Wavepiston A/S
- Industry: Wave Energy
- Founded: 2014; 11 years ago
- Headquarters: Helsingør, Denmark
- Key people: Michael Henriksen (CEO)
- Products: Wave energy converters
- Website: wavepiston.dk

= WavePiston =

Danish wave power concept

Wavepiston is a concept to harness wave power using a long string with collector plates that move with the waves. Hydraulic pumps between the plates pump water onshore, where it can either drive a turbine to create electricity or be used in desalination.

The concept has been developed since 2009, with Wavepiston A/S incorporated in 2014, based in Helsingør, Denmark.

The first full-scale device was installed off the coast of Gran Canaria in early 2024.

== Device concept ==
The device is a floating string with a series of plates, or energy collectors, spaced along it. These move back and forward with the passing waves and the relative motion is used to drive hydraulic pumps that suck in and pressurise seawater. This pressurised water is then sent onshore where it can drive a turbine to create electricity and/or be used in a reverse osmosis desalination plant.

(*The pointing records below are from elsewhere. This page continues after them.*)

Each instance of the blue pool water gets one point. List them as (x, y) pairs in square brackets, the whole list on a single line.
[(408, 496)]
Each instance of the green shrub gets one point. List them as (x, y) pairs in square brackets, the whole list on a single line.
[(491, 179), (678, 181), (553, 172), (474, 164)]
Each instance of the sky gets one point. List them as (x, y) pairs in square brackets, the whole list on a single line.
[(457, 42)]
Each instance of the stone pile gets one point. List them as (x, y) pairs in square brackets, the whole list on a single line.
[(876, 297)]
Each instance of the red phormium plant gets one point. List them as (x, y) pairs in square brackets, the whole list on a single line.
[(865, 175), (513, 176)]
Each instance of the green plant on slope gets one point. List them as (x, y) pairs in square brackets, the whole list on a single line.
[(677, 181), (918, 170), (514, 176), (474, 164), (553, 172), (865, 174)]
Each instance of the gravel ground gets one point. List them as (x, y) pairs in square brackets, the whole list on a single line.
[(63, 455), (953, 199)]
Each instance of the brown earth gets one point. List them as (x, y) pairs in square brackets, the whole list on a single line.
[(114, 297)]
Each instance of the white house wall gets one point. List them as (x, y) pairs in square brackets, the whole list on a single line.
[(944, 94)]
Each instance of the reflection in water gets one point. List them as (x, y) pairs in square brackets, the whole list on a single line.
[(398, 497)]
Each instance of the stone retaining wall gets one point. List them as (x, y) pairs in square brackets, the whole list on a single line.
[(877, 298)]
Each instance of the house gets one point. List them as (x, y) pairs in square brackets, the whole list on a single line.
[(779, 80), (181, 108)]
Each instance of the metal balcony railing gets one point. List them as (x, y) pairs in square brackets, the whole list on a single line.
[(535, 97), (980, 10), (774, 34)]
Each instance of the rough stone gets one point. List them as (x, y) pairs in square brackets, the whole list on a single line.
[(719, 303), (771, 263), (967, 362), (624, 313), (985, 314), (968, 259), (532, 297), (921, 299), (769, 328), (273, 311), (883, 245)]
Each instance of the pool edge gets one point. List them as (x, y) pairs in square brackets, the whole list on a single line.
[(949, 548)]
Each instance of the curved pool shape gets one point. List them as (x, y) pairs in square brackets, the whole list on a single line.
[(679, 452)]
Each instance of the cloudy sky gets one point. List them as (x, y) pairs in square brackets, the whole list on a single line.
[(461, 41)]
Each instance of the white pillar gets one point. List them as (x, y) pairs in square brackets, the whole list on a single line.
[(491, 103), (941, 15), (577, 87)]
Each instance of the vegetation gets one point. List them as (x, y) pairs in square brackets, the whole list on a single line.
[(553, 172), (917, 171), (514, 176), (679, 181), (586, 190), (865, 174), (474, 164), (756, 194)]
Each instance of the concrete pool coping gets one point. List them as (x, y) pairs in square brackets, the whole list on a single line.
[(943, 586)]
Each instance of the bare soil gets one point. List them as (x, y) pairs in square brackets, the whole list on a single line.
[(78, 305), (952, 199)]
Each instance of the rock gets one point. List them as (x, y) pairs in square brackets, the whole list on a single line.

By incorporating multiple collectors on a single string, the wave forces on each collector help to "cancel out" the forces transmitted to the moorings. This means the device only needs two small moorings. The string is formed from a steel wire rope, and has a slack mooring at each end.

As the device sits just below the sea surface, it has a low visual profile, and thus could be a good fit for tourist destinations.

Wavepiston claim that as their device uses lightweight modular components, the costs are significantly reduced.

== History ==
The concept has been developed since 2009, when the first patent was awarded. Since then it has been tested at increasing scales. In 2010, tank testing was performed at 1:30 scale in the wave basin at Aalborg University. This was followed by sea trials in Nissum Bredning at 1:9 scale and at Hanstholm at 1:2 scale. There were also plans to test a device at Isola Piana, on the south-west coast of Sardinia as part of the Wave to Energy and Water (W2EW) project.

=== Half-scale tests at Hastholm ===
Between 2015 and 2019, Wavepiston tested a half-scale device at the DanWEC site outside Hanstholm Harbour. In 2019, Wavepiston concluded two years of sea testing of a 120 m long string with four energy collector plates on it. Four variants of the energy collector plates were tested, each with an increasing area, from 4 m^{2} to 8.5 m^{2}. These tests had a few incidents. In September 2015, a trawler deviated into the navigational restriction and collided with the device, severely damaging it. In May 2018, the wire rope broke due to fatigue, so it was then redesigned.

=== Full-scale test at PLOCAN, Grand Canaria ===
In 2024, Wavepiston is testing their first full-scale device, at the Oceanic Platform of the Canary Islands (Plataforma Oceánica de Canarias, PLOCAN). This device is 200 m long, fitted with 24 energy collectors each 8 m wide. This has a power of around 200 kW, enough to supply either electricity for around 140 households or to supply desalinated water for around 900 households (150,000 m^{3} per year).

The first energy collector was installed on 8 February, and the full system was installed by June. The energy collectors were manufactured by Thune Eureka in Pontevedra, Galicia, Spain.

== Future plans ==
In 2024, Wavepiston started collaborating with Danish offshore wind developer Ørsted to investigate the potential for co-location of wave energy within offshore wind farms in Denmark. The aim is to make better utilisation of the sea space devoted to offshore energy. It is expected that co-locating the wind and wave energy with shared infrastructure will reduce both costs and intermittency of the electricity generated.

In March 2024, Wavepiston also announced they were working with the government in Barbados to conduct a pre-feasibility study into constructing wave farms in Barbados.

It is expected that a scaled-up future commercial system with 70 strings, each with 32 collectors, would have a rated power of 15 MW. In 2021, Wavepiston had hoped to be selling these by 2023. However, by 2023 they expected to launch utility-scale projects by 2032.